While I prefer a part-time appointment, I of course want all the (pro-rated) benefits. That is entirely possible, but some departments don’t want to be bothered or feel that part-timers don’t “deserve” it if they are not going to make a full-time commitment. At one point, I noted that of the 8,000 staff, only perhaps a dozen of us have that kind of appointment, and most of them were senior folks nearing retirement, despite findings from places like Pew that many moms of young children would like part-time employment.
Well, not to go on and on, but that is a taste of it….
“that the over-praising of motherhood is something you need and helps you.”
It doesn’t sound like “over-praising” to my ears. Just praising. Elder Ballard’s 2008 General Conference talk DAUGHTERS OF GOD, for example, was one that resonated with me.
“Those of you in the workplace, exemplify your Savior and help them feel His love; this is the most important work God has for you to do right now.”
Um, that may or may not be true. I don’t honestly believe that when I am in the workplace that it always IS the most important work that God has for me A lot of the time I was in the workplace, I also had commitments as a wife, mother, grandmother or church leader that were the more important things that God had for me to do.

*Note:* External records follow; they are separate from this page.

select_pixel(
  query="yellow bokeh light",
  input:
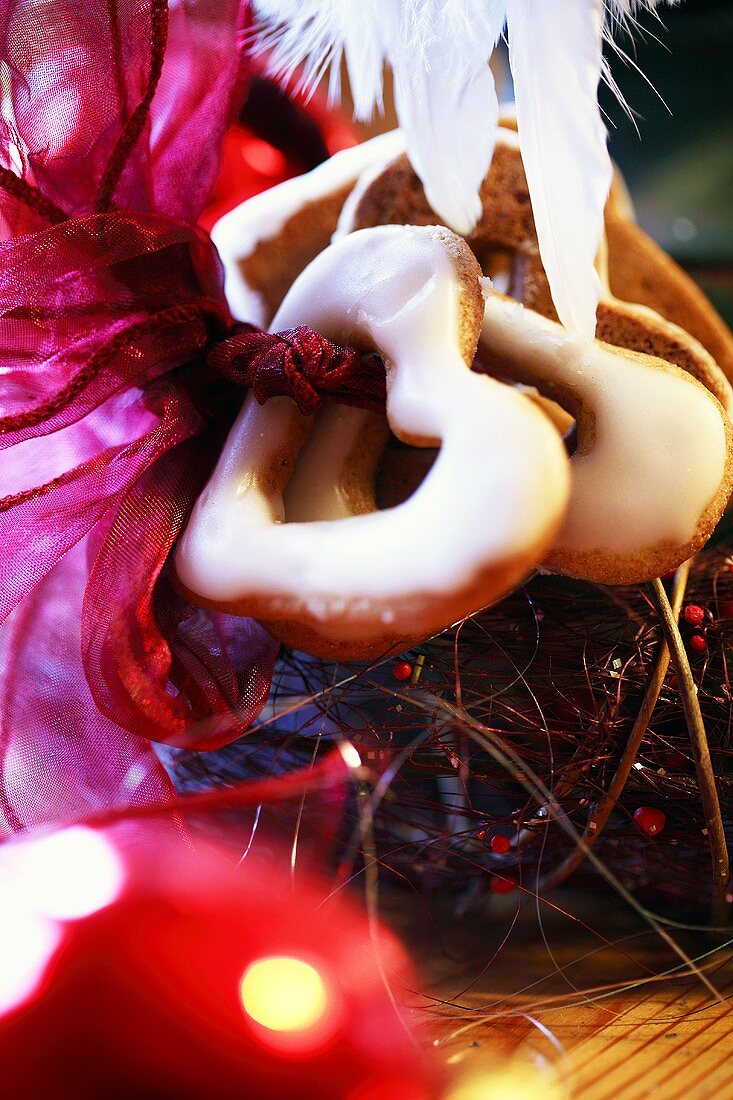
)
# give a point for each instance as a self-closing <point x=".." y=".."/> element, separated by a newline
<point x="509" y="1082"/>
<point x="284" y="993"/>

I don’t think that maternal employment status wins any celestial bonus points or makes one woman more righteous than another. And I hear the church teaching AGAINST such attitudes. As President Monson said, “Some of you stay at home with your children, while others of you work outside your homes. …. Such differences are almost endless. Do these differences tempt us to judge one another?”
I agree, it is all about each of us finding out the path that the Lord would have us take in our life at a particular point in time.
As then-President Beck said, “The question of whether or not to work is the wrong question. The question is, “Am I aligned with the Lord’s vision of me and what He needs me to become and the roles and responsibilities He gave me in heaven that are not negotiable?”
Of course the answer is different for each of us.
To N.W. Clerk:
“I have thought long and hard about the work of women of God. And I have wrestled with what the doctrine of motherhood means for all of us. This issue has driven me to my knees, to the scriptures, and to the temple. . . ” Sheri Dew (Nov 2001)
Obviously she did struggle with being single and childless and what it means to women in the Church.
To N. W. Clerk:
The Church is very quick to put Shari Dew on the main stage whenever single sisters feel undervalued, but the truth is that Sister Dew is the CEO of one of the Church’s big money-making for-profits and probably wouldn’t be able to do so if she were focusing her time and talents on raising children and keeping a tidy home. Shari Dew, as far as I’m concerned, should never be used as a comparison for the many sweet, single sisters who feel left out . . . at least not until the Church makes them all a CEO of one of their companies. (Not saying she didn’t earn it, but I am saying that it is unfair to use her as a comparison.)